スフィアの衣装が映えるよう、回転を多用した動きで魅せる。その動きは波のように滑らかで、息が合った二人のステップは観客を惹きつけてやまない。
「本当に踊れるんだな……!」
小声で驚きを漏らすスフィアの言葉に、愁は小さく笑う。
「言っただろ?エスコートは任せろって」
スフィアも次第に愁のリードに合わせ、踊りに集中していく。見慣れないステップに周囲の貴族たちも目を奪われ、ざわつきが次第に広がっていくのが感じられた。そして最後の音に合わせ、二人は優雅に身を翻して一礼をする。
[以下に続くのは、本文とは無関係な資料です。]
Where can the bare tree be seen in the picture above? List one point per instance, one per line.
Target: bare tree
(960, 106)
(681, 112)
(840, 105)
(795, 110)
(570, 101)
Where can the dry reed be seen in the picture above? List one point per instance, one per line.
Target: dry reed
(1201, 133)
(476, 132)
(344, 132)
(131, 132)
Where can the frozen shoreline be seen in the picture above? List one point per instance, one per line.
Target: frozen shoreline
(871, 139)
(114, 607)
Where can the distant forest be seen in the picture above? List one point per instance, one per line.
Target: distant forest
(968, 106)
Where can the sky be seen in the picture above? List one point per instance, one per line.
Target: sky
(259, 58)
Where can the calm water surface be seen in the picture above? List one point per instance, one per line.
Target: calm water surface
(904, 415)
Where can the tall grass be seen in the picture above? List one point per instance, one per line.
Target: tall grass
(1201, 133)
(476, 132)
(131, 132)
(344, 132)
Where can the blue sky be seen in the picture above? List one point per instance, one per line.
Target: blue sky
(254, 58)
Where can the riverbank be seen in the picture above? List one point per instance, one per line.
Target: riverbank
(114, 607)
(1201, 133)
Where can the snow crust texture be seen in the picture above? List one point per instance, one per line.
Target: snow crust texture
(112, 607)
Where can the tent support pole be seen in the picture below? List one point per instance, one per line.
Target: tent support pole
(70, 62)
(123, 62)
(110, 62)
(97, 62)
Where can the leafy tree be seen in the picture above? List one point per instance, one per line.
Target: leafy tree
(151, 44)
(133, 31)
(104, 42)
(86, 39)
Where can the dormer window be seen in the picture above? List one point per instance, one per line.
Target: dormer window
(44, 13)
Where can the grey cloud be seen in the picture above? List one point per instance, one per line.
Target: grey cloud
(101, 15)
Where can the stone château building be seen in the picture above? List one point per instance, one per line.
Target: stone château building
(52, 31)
次の瞬間、会場中に割れんばかりの拍手が響き渡った。
「どうだ?なかなかだろ?」
「そうだな!初めて見た踊りだが……気に入ったぞ!」
その後、拍手の渦の中を抜け、二人は人混みを避けて外のテラスへと向かった。冷たい夜風が頬を撫で、遠く星が瞬く空が広がる。愁はふと息を吐き出し、その白い息が夜空に溶けていく様子をぼんやりと見つめた。
「どうしたのだ、主様?」
寄り添うように傍に立つスフィアが問いかける。その声には、愁を気遣う優しさが滲んでいた。愁は少し考え込み、やがて静かな口調で答える。
「いや、明日はやっとリリーを探しに行けるなって思ってさ」
スフィアは小さく頷き、ふわりと笑みを浮かべる。その表情には迷いのない信頼が宿っていた。
「そうだな。必ず助けよう。それと、今度はちゃんと頼ってくれよ、主様?」
その言葉に、愁は微笑んで答える。
「もちろんだよ。頼りにしてる、スフィア」
気づけば、愁はスフィアの手を優しく握っていた。冷たい風の中にも温かさを感じるその手を引き、愁は静かに会場へと戻る。
胸の中に芽生えた明日への期待と、不安に揺れる焦り。だがそれ以上に、必ずリリーニャを助け出すという揺るぎない決意が、愁の心に強く灯っていた。